Abstract
In this informal talk, I will share a few small tricks developed in my past research on trustworthy autonomy. These span applications from autonomous driving to intelligent defect inspection, and include approaches such as black-box testing, randomized smoothing for robustness, safety-aware optimization in object detection, formal verification, and out-of-distribution detection. Building on these experiences, I then turn to the emerging domain of service robotics, where generative AI such as LLMs and VLMs increasingly shape the robot’s cognitive core.

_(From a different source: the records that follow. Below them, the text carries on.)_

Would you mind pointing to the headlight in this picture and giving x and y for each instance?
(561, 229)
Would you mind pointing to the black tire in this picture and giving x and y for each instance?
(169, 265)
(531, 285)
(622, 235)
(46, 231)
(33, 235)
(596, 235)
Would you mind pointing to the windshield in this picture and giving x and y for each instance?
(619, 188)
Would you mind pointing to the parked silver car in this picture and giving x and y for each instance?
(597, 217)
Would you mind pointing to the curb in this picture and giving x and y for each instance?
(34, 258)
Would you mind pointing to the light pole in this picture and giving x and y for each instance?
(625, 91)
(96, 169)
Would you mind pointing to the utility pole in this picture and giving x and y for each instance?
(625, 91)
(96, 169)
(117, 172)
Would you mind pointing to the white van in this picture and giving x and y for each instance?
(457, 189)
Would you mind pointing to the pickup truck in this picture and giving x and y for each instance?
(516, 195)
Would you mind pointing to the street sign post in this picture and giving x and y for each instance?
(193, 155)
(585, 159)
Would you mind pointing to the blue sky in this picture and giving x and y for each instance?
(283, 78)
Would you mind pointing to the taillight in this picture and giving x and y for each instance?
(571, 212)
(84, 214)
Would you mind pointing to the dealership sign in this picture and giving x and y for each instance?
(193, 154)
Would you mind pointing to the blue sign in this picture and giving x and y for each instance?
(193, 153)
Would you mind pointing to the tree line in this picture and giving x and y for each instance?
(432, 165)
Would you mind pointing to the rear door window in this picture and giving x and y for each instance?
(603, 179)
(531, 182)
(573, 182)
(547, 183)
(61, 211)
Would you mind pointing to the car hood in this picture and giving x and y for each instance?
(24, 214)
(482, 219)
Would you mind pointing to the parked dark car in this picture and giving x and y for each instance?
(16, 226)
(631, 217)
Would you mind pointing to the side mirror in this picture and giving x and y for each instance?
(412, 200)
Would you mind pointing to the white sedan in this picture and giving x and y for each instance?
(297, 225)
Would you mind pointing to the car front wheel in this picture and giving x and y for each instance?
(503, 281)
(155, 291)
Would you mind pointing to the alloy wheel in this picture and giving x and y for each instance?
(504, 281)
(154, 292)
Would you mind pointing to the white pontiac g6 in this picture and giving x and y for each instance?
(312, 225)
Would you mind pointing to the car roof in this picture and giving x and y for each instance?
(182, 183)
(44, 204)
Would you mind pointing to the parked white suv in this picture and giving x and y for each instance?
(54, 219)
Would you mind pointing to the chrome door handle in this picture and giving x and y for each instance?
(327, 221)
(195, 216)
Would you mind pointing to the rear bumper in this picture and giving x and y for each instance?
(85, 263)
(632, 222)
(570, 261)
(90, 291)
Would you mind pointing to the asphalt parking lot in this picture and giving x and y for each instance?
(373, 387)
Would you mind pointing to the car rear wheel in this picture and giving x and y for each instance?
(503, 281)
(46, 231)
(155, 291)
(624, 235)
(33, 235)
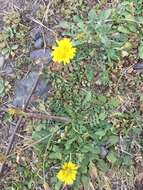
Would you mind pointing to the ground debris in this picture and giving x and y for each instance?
(24, 86)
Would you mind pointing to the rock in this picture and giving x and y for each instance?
(38, 43)
(35, 33)
(8, 70)
(23, 88)
(1, 61)
(41, 53)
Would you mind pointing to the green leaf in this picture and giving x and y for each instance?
(87, 98)
(127, 160)
(85, 180)
(100, 133)
(92, 15)
(123, 29)
(65, 25)
(102, 165)
(55, 155)
(5, 51)
(112, 157)
(113, 140)
(89, 73)
(102, 99)
(102, 115)
(140, 50)
(105, 14)
(14, 47)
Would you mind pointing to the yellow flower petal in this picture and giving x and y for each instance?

The talk alternates between concrete methods I have devised for autonomy based on task-specific neural networks (e.g., object detectors) and the new challenges that arise when transferring them to autonomy powered by generative models. The goal is to reflect on what carries over, what breaks down, and how we can chart new directions toward trustworthy autonomy in the era of generative AI.
Bio
Chih-Hong Cheng is a professor at the University of Oldenburg, Germany. Previously, he was a tenured faculty member at Chalmers University of Technology, Sweden, where he continues to hold a part-time appointment. His research interests include software engineering, formal methods, and AI/ML for trustworthy autonomy. He received his doctoral degree in computer science from the Technical University of Munich. After his PhD, he worked primarily in government (fortiss, Fraunhofer IKS) and industrial research centers (ABB, DENSO), while also holding interim professorships at TU Munich and the University of Hildesheim.